Difference between reset and revert in Git - Performance Comparison
When using Git, commands like reset and revert change commit history. Understanding their time complexity helps us know how their work grows as the number of commits increases.
We want to see how the cost of these commands changes when the commit history grows longer.
Analyze the time complexity of these Git commands:
# Reset to a previous commit (hard reset)
git reset --hard <commit-hash>
# Revert a specific commit by creating a new commit
git revert <commit-hash>
The reset command moves the current branch pointer to a previous commit, changing the working directory and index. The revert command creates a new commit that undoes changes from a past commit.
Look at what each command does repeatedly:
- Reset: Mainly updates pointers and files once to the target commit.
- Revert: Applies the changes from one commit in reverse to create a new commit.
- Primary operation: Both commands operate on a single commit at a time, no loops over many commits.
Since both commands focus on one commit, their work does not increase with the total number of commits in the repository.
| Input Size (n commits) | Approx. Operations |
|---|---|
| 10 | Constant work on 1 commit |
| 100 | Constant work on 1 commit |
| 1000 | Constant work on 1 commit |
Pattern observation: The time to run reset or revert stays about the same no matter how many commits exist.
Time Complexity: O(1)
This means the commands take roughly the same time regardless of how many commits are in the project.

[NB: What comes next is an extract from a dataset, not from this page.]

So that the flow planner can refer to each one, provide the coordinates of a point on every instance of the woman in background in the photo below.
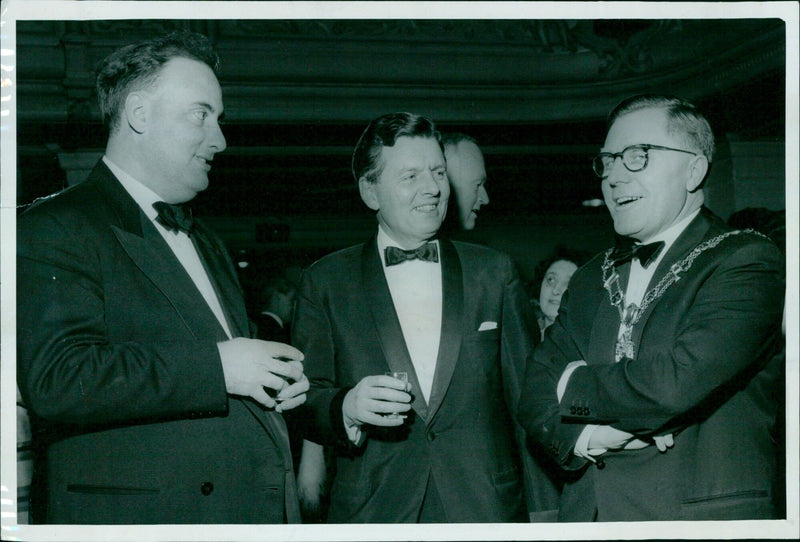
(551, 278)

[X] Wrong: "Reset or revert will take longer if the project has many commits."
[OK] Correct: Both commands target a single commit and do not loop through all commits, so their work does not grow with commit count.
Knowing that reset and revert run in constant time helps you explain how Git handles history changes efficiently. This shows you understand how Git works under the hood, a useful skill in real projects.
What if we tried to revert a range of multiple commits at once? How would the time complexity change?